Une comparaison me vient à l’esprit avec l’éternel dilemme des grèves lycéennes et étudiantes : faut-il bloquer les lycées ou universités occupés, c’est à dire condamner leur accès ? Les durs, les matadors répondent toujours oui. L’expérience prouve pourtant immanquablement le caractère aussi inefficace que nocif du blocage : il vide les établissements de grévistes et manifestants potentiels, braque les modérés, et empêche le mouvement de se développer. C’est une logique de repli malthusien, pas de montée en puissance. La situation est exactement la même pour Florence Cassez. Bloquer, ou plutôt annuler l’année du Mexique, c’est se priver d’un vecteur de communication, agacer les Mexicains concernés (et aucunement mêlés à l’affaire judiciaire), et condamner le sujet même du Mexique (et donc de Cassez) à l’étouffement médiatique.
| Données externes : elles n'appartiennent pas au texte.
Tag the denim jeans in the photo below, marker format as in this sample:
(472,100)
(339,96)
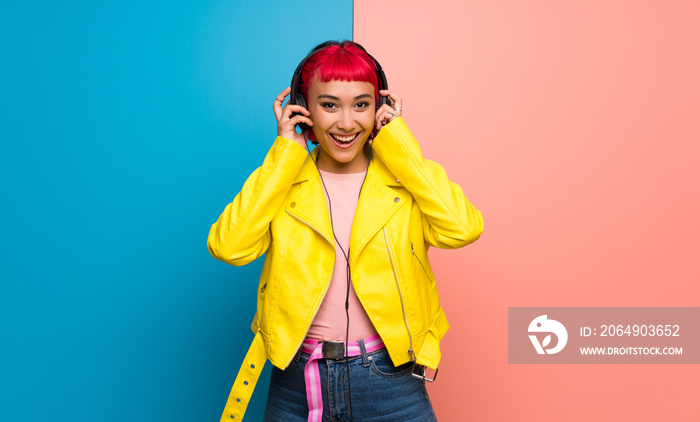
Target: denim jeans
(378,391)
Il en sera tout autrement si on utilise les festivités et événements prévus pour parler du cas Cassez, et témoigner aux Mexicains venant en France de la mobilisation de l’opinion nationale autour d’elle. Plutôt que fermer le site web officiel de l’année, y ajouter un portrait (avec décompte des jours de réclusion, ne lésinons pas sur le bettancourisme) de la détenue française. Entamer chaque rencontre par un rappel de son sort. Essayer d’amorcer un courant de sympathie dans l’opinion mexicaine. Associer et faire grandir, plutôt que couper et éteindre.
Je plains la prisonnière et ses parents : la présidentielle approchant, les moulinets et les tentatives de récupération de son cas vont devenir légion. Raison de plus pour espérer une amélioration rapide de sa situation.
Romain Pigenel
2 Comments
Moi ce qui me dérange c’est la totale, je dis bien totale incompétence juridique de nos dirigeants.
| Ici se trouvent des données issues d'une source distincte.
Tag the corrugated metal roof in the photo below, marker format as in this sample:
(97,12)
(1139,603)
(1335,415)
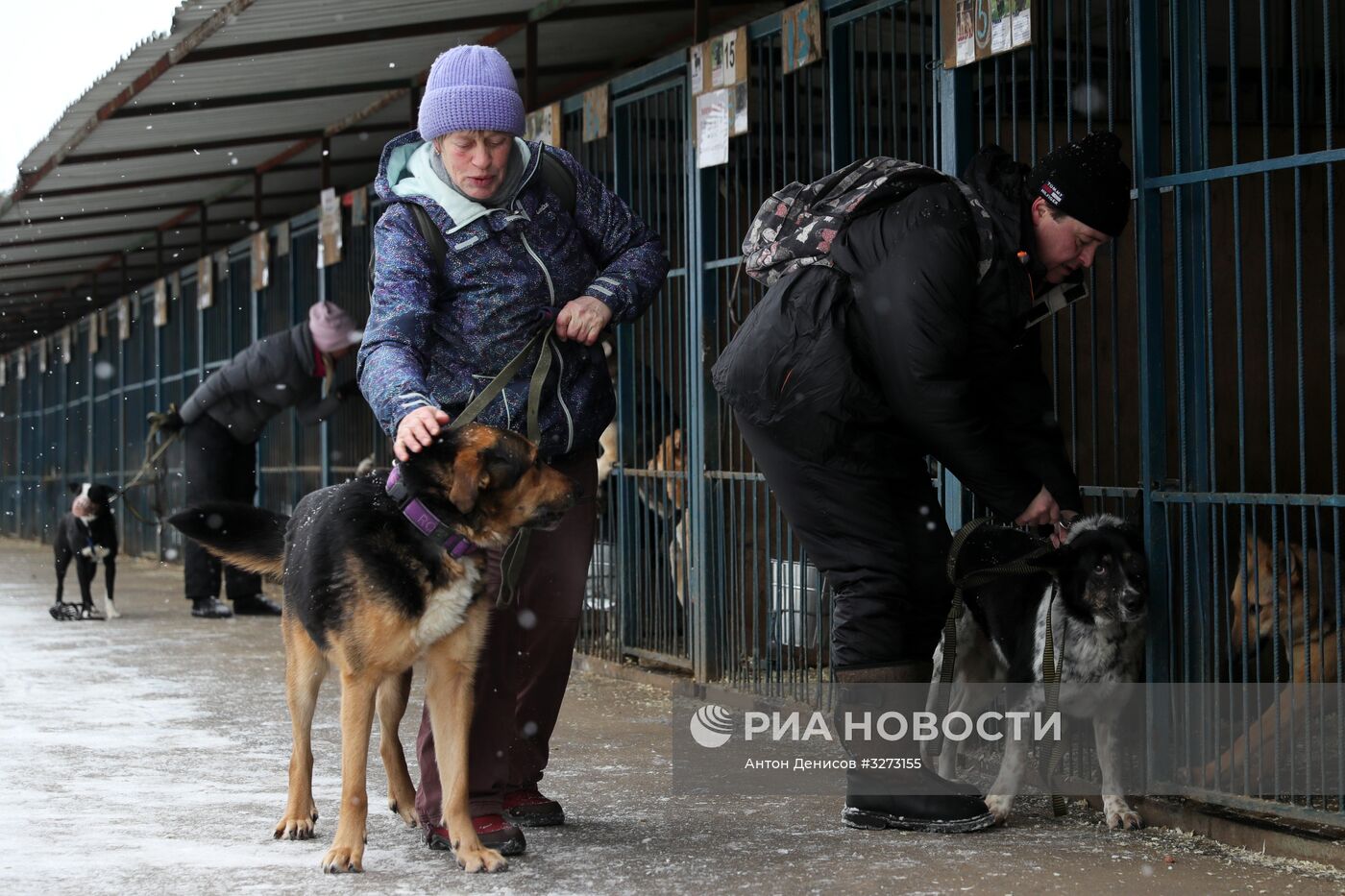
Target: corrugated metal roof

En effet les connaisseurs du droit international et même quelques journalistes compétents (si, si ça existe) savent que le Mexique comme la France sont signataires et ont ratifié une convention sur les prisonniers étrangers. En somme d’après cette convention tout prisonnier condamné dans un pays peut demander à purger sa peine dans son pays d’origine.
Le plus étonnant dans cette affaire c’est que depuis le début ont a claironné avec l’idée de la manière forte et du dire plutôt que d’essayer de faire appliquer cette convention tout simplement et de jouer avec l’appui de la communauté internationale l’idée que la France elle respecte ses engagements contrairement au Mexique.
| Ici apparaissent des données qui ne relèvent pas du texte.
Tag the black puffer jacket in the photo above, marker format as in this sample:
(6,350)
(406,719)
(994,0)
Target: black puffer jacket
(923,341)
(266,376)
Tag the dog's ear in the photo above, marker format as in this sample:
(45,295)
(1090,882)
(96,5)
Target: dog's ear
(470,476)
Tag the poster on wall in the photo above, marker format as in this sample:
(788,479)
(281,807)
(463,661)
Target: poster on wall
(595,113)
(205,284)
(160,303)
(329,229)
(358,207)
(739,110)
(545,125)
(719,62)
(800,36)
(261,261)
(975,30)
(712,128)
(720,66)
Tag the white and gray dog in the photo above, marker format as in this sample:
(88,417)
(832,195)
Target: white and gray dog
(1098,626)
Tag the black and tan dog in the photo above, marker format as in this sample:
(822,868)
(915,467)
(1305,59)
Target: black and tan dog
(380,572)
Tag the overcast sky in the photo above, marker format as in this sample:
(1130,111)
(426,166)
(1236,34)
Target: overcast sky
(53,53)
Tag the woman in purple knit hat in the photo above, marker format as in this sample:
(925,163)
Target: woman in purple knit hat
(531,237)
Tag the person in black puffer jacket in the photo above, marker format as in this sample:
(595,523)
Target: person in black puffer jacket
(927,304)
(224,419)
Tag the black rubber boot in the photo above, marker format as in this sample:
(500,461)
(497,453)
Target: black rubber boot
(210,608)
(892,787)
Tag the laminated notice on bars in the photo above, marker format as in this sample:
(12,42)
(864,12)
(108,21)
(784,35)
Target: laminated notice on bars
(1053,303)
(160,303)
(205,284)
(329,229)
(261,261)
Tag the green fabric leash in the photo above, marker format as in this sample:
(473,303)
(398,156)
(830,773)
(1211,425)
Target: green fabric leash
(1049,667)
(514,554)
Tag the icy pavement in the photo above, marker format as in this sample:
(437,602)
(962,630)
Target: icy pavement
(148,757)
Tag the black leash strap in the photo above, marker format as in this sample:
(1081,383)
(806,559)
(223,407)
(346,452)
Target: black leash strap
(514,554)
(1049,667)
Non au lieu de cela le Président et sa cohorte ont pensé que l’on pouvait appliquer la même idée que durant l’affaire de l’Arche de Zoé. Déjà que cette affaire était une summum de la françafrique en imposant directement au président du Tchad d’obéir au nôtre, le Tchad n’est pas le Mexique.
Que l’on considère que cette condamnation soit inique ou non, que l’on pense que l’on doive défendre une ressortissante française ou non je change strictement rien. Au lieu de jouer le matamore et se refaire une santé médiatique sur le dos de la dite ressortissante on aurait mieux fait de faire jouer le droit ça aurait plus efficace surement et moins criminel et idiot.
Apparemment la convention ne s’applique pas dans ce cas, parce que la peine de 60 ans mexicaine n’a pas d’équivalent en France, et le transfèrement de Cassez serait donc équivalent à une remise de peine, de leur point de vue.